Di 23.06.1931, Brief von Anneliese an Walter: “Der Morgen gehört uns dann ganz alleine”
Poststempel: Schwelm, 19-20 Uhr.
Schwelm, den 23. 6. 1931.
Mein lieber Walter!
Gerade ist mein Schneiderunterricht, den ich bei Mutter bekommen habe, zu Ende und da will ich Dir erst einmal recht schön für Deinen lb. Brief danken. Nachm. habe ich wieder “Dienst”, dann muss ich mit Vater spazieren gehen. Dann werde ich einmal an Dich denken, wie Du in netter Gesellschaft hoffentlich einige frohe Stunden verleben wirst. Du sollst Dich aber ruhig fleißig im Tanzen üben, denn das ist doch eine nette Abwechslung nach all der reichlichen Arbeit und Du könntest sonst auch aus der Übung kommen für Sonntag, denn ich habe solch schöne neue Schallplatte. Wir freuen uns natürlich schon tüchtig auf Dein Kommen. Wie gut ist es doch, dass Bochum nicht so weit entfernt ist! Muckis “geruhen” dann nachmittags auch zu kommen, auch Müllers mit Herbert und der kleinen dicken Hilde werden zur Kaffeezeit erscheinen; ich glaube aber, es wird ganz nett werden. Der Morgen gehört uns dann ganz alleine und darauf freue ich mich sehr. Dann musst Du mir recht viel erzählen.

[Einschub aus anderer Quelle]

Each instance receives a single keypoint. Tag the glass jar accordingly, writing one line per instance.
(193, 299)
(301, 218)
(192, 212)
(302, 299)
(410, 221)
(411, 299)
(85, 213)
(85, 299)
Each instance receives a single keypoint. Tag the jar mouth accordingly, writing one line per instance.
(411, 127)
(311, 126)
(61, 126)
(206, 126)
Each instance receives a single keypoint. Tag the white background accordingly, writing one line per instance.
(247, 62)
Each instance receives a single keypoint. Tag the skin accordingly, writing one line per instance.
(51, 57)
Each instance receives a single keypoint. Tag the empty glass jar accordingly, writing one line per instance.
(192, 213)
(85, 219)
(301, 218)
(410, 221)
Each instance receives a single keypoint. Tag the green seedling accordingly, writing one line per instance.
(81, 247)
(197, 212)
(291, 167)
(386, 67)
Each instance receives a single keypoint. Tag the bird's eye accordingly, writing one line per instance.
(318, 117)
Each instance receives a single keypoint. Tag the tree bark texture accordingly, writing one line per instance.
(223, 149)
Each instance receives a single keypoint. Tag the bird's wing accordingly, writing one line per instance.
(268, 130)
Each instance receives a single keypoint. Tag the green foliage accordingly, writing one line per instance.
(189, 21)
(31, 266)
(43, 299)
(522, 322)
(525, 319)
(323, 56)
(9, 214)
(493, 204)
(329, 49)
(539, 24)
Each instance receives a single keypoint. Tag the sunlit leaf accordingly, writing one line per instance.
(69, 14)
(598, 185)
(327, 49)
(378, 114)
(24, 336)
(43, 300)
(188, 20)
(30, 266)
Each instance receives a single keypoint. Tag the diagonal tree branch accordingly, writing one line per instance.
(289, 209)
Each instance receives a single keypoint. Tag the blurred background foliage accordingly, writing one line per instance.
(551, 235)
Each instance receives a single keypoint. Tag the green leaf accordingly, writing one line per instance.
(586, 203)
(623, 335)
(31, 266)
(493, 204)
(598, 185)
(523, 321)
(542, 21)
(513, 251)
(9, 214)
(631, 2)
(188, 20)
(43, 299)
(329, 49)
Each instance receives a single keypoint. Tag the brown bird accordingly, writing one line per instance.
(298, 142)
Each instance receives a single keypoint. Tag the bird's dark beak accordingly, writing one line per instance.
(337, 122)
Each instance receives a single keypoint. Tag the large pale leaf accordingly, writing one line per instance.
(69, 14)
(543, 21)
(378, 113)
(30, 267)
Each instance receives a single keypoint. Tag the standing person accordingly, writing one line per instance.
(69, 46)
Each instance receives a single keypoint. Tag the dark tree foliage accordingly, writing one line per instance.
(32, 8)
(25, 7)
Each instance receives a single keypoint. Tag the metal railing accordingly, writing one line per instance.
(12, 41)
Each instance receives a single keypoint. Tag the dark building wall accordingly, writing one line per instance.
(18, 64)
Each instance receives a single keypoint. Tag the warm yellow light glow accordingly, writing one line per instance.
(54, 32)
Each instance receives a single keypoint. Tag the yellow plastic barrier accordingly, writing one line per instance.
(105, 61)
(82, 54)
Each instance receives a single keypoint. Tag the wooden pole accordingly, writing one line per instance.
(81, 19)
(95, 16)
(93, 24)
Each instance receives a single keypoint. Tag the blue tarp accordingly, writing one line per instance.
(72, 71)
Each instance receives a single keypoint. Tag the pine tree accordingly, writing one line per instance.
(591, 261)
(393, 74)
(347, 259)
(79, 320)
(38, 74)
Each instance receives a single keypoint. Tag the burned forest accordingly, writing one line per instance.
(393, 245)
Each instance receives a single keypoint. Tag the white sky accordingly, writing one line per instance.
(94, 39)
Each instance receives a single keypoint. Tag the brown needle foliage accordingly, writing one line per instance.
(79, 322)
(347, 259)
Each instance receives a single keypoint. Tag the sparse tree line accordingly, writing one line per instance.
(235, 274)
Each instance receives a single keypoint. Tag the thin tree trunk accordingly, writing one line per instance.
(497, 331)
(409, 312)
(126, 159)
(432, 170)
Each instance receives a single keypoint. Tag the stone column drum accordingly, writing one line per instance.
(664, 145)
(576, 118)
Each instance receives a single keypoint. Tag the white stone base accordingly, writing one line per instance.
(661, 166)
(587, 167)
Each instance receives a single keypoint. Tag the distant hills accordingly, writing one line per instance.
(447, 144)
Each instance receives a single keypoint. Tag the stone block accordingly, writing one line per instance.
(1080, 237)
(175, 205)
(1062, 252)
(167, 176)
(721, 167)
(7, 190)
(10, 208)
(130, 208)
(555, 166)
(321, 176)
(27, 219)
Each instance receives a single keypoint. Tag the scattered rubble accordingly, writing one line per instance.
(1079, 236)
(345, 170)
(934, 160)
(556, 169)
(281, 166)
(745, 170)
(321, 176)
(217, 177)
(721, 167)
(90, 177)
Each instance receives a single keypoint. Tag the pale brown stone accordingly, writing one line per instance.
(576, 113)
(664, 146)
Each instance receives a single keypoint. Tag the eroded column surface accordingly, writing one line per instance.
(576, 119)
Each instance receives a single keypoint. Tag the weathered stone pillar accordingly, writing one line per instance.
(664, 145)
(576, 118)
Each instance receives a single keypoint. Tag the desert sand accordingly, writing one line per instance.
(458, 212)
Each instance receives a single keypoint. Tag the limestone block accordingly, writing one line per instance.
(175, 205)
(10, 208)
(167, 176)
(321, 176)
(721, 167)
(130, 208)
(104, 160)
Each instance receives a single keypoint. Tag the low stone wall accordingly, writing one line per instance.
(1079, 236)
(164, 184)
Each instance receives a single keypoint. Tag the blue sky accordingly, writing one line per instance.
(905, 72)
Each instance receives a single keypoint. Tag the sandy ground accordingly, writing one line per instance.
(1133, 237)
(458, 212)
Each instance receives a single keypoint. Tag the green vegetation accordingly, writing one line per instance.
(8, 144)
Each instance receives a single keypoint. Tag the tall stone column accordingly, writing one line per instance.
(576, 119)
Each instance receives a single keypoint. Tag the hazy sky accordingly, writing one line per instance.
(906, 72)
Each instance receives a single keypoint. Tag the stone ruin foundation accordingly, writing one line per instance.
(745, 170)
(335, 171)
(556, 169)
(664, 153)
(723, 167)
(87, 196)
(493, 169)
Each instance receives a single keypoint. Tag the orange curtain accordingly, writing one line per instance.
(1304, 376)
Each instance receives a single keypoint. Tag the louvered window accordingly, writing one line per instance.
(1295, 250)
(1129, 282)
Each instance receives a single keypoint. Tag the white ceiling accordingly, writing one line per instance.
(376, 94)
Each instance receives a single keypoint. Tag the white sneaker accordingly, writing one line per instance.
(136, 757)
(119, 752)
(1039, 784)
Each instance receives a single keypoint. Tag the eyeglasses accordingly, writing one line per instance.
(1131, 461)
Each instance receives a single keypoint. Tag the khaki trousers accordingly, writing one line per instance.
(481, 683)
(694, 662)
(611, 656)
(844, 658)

Nach wie vor spielen wir eifrig Tennis. Leni hat diese Woche auch wieder angefangen. Es macht viel Freude, wenn man an sich selbst den Fortschritt sieht, denn wenn der nicht da ist, sollte man’s lieber lassen. Da hat letzte Woche Jenny Thomas mit uns gespielt. Ja, man soll nicht wider seine Natur sündigen und Jenny ist eben fürs Bücken und Laufen nicht geschaffen. Leni und ich haben unser Möglichstes getan, sie einmal zum Laufen anzufeuern, doch sie scheint Angst vorm Dünnerwerden zu haben. Nebenbei haben wir aber – sowie alle Zaungäste – herzlich gelacht über ihre Grazie. Leider, leider kommt das Englischlernen noch immer viel zu kurz, das bleibt fürs Regenwetter.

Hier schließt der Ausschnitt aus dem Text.